The first sample policy got an average reward of 9.31.
The second sample policy got an average reward of 29.52.


### Exercise 2

The current network and training configuration are too large and heavy-duty for a simple problem like CartPole. Modify the configuration to use a smaller network and to speed up the optimization of the surrogate objective. (Fewer SGD iterations and a larger batch size should help.)

In [2]:
import ray
from ray.rllib.agents.ppo import PPOTrainer, DEFAULT_CONFIG
from ray.tune.logger import pretty_print

In [4]:
ray.init(address='auto', ignore_reinit_error=True, log_to_driver=False)



{'node_ip_address': '192.168.1.149',
 'raylet_ip_address': '192.168.1.149',
 'redis_address': '192.168.1.149:42830',
 'object_store_address': '/tmp/ray/session_2020-06-01_17-56-50_285894_82926/sockets/plasma_store',
 'raylet_socket_name': '/tmp/ray/session_2020-06-01_17-56-50_285894_82926/sockets/raylet',
 'webui_url': 'localhost:8265',
 'session_dir': '/tmp/ray/session_2020-06-01_17-56-50_285894_82926'}

Here's one possible set.
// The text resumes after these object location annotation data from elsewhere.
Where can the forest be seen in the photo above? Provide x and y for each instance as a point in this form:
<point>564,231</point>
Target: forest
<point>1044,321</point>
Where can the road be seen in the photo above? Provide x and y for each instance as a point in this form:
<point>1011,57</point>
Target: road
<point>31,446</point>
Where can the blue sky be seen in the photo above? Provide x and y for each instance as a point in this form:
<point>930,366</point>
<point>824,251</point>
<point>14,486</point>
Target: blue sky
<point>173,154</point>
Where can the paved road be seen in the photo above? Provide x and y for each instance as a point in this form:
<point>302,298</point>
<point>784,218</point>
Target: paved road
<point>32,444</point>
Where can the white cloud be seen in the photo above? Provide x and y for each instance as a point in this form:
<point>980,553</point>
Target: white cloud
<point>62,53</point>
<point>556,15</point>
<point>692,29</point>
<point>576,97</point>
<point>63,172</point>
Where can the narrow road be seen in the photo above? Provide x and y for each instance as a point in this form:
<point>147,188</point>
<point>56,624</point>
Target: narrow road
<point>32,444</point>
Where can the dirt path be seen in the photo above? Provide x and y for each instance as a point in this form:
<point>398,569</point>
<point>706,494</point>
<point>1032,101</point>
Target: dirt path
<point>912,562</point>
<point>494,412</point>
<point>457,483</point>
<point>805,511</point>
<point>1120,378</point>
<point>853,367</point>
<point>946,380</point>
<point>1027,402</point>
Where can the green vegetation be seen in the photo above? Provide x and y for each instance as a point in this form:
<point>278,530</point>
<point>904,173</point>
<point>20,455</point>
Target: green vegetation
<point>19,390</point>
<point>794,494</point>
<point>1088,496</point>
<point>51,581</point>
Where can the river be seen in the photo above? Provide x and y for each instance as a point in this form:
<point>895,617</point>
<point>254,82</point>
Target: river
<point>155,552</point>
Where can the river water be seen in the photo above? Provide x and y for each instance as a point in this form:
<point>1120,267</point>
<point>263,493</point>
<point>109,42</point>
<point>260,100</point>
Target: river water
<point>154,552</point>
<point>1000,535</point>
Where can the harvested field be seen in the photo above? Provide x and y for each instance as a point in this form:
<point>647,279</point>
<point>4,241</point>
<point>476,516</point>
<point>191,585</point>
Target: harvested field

It takes longer for teh max reward to reach 200, so I increased the number of episodes `N` to 10.

In [6]:
config = DEFAULT_CONFIG.copy()
config['num_workers'] = 3
config['num_sgd_iter'] = 10                       # was 30
config['sgd_minibatch_size'] = 256                # was 128
config['model']['fcnet_hiddens'] = [20, 20]       # was [100, 100]
config['num_cpus_per_worker'] = 0

In [17]:
agent = PPOTrainer(config, 'CartPole-v0')

2020-06-02 06:22:14,226	INFO trainable.py:217 -- Getting current IP.


In [18]:
N=20                # was 5
results = []
episode_data = []
episode_json = []
for n in range(N):
    result = agent.train()
    results.append(result)
    episode = {'n': n, 
               'episode_reward_mean': result['episode_reward_mean'], 
               'episode_reward_max': result['episode_reward_max'],  
               'episode_len_mean': result['episode_len_mean']}    
    episode_data.append(episode)
    episode_json.append(json.dumps(episode))
    print(f'Max reward: {episode["episode_reward_max"]}')    

Max reward: 81.0
Max reward: 70.0
Max reward: 80.0
Max reward: 119.0
Max reward: 130.0
Max reward: 140.0
Max reward: 128.0
Max reward: 155.0
Max reward: 146.0
Max reward: 175.0
Max reward: 160.0
Max reward: 200.0
Max reward: 200.0
Max reward: 200.0
Max reward: 200.0
Max reward: 200.0
Max reward: 200.0
Max reward: 200.0
Max reward: 200.0
Max reward: 200.0


In [19]:
df = pd.DataFrame(data=episode_data)
df

Unnamed: 0,n,episode_reward_mean,episode_reward_max,episode_len_mean
0,0,22.907514,81.0,22.907514
1,1,24.83125,70.0,24.83125
2,2,27.438356,80.0,27.438356
3,3,33.2,119.0,33.2
4,4,36.862385,130.0,36.862385
5,5,40.58,140.0,40.58
6,6,41.42,128.0,41.42
7,7,52.59,155.0,52.59
8,8,59.3,146.0,59.3
9,9,67.91,175.0,67.91


In [20]:
from bokeh.plotting import figure, output_file, show
from bokeh.models import ColumnDataSource
from bokeh.models.tools import HoverTool
import bokeh.io
# The next two lines prevent Bokeh from opening the graph in a new window.
bokeh.io.reset_output()
bokeh.io.output_notebook()

In [21]:
source = ColumnDataSource(df)

plot = figure(title='Episode reward and length means/maxes')
plot.grid.grid_line_alpha=0.2
plot.xaxis.axis_label = 'n'
plot.yaxis.axis_label = 'value'

plot.line(x='n', y='episode_reward_mean', source=source, color='blue', legend_label='Episode reward mean', name='Episode reward mean')
plot.circle(x='n', y='episode_reward_mean', source=source, color='blue', size=8)
plot.line(x='n', y='episode_reward_max', source=source, color='green', legend_label='Episode reward max', name='Episode reward max')
plot.circle(x='n', y='episode_reward_max', source=source, color='green', size=8)
plot.legend.location = "top_left"

hover = HoverTool()
hover.tooltips = [
    ("n", "$x"),
    ("mean", "$y")]
plot.add_tools(hover)

show(plot)

([image](images/rllib/episode-rewards-means-maxes-exercise.png))

Try it again with slightly larger neural network layers.